December 5, 2013 @ 7:09 pm
It's just something to skim over while killing time at work.
But… someone's wrong on the internet! To the keyboard!
Politics is a struggle for power with winners and losers. There are those who would trick their neighbors out of their stuff, and there are those who would poison the well. I would like to see not the poisoners win. Fuck me, right?

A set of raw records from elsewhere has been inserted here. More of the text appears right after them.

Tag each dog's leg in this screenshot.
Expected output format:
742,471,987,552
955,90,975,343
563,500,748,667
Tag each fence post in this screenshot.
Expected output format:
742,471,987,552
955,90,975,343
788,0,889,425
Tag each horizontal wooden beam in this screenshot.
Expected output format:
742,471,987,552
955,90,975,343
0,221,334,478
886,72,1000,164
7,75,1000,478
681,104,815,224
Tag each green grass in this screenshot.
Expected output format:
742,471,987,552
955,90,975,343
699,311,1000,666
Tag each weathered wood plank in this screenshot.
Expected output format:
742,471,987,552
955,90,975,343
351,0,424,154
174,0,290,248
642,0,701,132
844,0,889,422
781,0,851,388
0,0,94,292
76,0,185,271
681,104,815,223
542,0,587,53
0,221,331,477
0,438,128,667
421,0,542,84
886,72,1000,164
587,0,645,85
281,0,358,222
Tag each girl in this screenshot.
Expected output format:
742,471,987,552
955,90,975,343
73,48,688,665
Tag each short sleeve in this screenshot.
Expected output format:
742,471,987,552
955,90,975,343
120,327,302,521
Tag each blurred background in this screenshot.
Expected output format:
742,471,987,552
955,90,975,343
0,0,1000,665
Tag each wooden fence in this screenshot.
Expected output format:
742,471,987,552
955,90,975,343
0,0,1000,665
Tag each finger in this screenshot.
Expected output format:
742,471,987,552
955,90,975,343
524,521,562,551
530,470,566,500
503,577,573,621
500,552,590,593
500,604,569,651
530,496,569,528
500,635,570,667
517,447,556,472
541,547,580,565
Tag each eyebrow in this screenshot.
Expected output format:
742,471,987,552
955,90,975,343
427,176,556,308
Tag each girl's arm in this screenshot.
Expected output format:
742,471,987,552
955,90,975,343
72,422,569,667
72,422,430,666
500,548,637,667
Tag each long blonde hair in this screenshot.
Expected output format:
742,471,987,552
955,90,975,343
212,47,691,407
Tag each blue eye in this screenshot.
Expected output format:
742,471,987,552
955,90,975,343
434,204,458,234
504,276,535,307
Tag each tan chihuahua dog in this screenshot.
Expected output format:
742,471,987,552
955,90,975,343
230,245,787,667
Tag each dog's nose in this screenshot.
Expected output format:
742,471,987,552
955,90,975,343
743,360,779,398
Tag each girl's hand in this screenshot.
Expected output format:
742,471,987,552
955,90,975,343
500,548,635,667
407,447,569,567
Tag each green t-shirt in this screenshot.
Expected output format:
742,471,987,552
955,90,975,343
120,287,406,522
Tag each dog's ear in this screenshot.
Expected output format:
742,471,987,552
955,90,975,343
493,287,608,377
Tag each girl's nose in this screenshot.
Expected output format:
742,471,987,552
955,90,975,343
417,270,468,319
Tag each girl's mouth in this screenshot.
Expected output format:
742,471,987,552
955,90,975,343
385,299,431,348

December 5, 2013 @ 9:51 pm
No, I agree with all that. What I'm saying is: this, what we're doing here, is not politics. This is just an insignificant blog, and we're just a tiny group of schmucks frittering away the day. I'm saying there should be something that isn't about politics. There should be some cultural space, however small and insignificant, where ideas and aesthetics can stand on their own without being pressganged into service as political issues. Not everything should be reduced to a question of, "Does this benefit Democrats or Republicans?"
If the President takes time in a speech to criticize Tumblr-style feminism, that's politically significant. That means and implies all sorts of things and calls for all sorts of analysis. If an anonymous blogger does it, it doesn't necessarily mean anything. We should feel free to consider it without feeling immediately pressed to react. And so, to continue the earlier example, if an insignificant blog with no power or influence isn't a safe place to criticize progressive pieties from a non-reactionary point of view without fear that doing so will somehow, magically, empower reactionaries, where is a safe place? I'm saying, for most of us, dicking around on the Internet like this should be an opportunity to experiment, to question, to break out of those Internet silos without worrying about whether you're giving aid and comfort to the enemy in the process.
December 5, 2013 @ 11:09 pm
LOL. Glad I could inspire this post!
If you observe my commenting times, they are not in line with "policy".
"Taoism taught me that authoritarian busybodies are a perennial (and bipartisan) occurrence, and that the best response to them is mockery and a refusal to counter their harebrained dogmas by asserting your own."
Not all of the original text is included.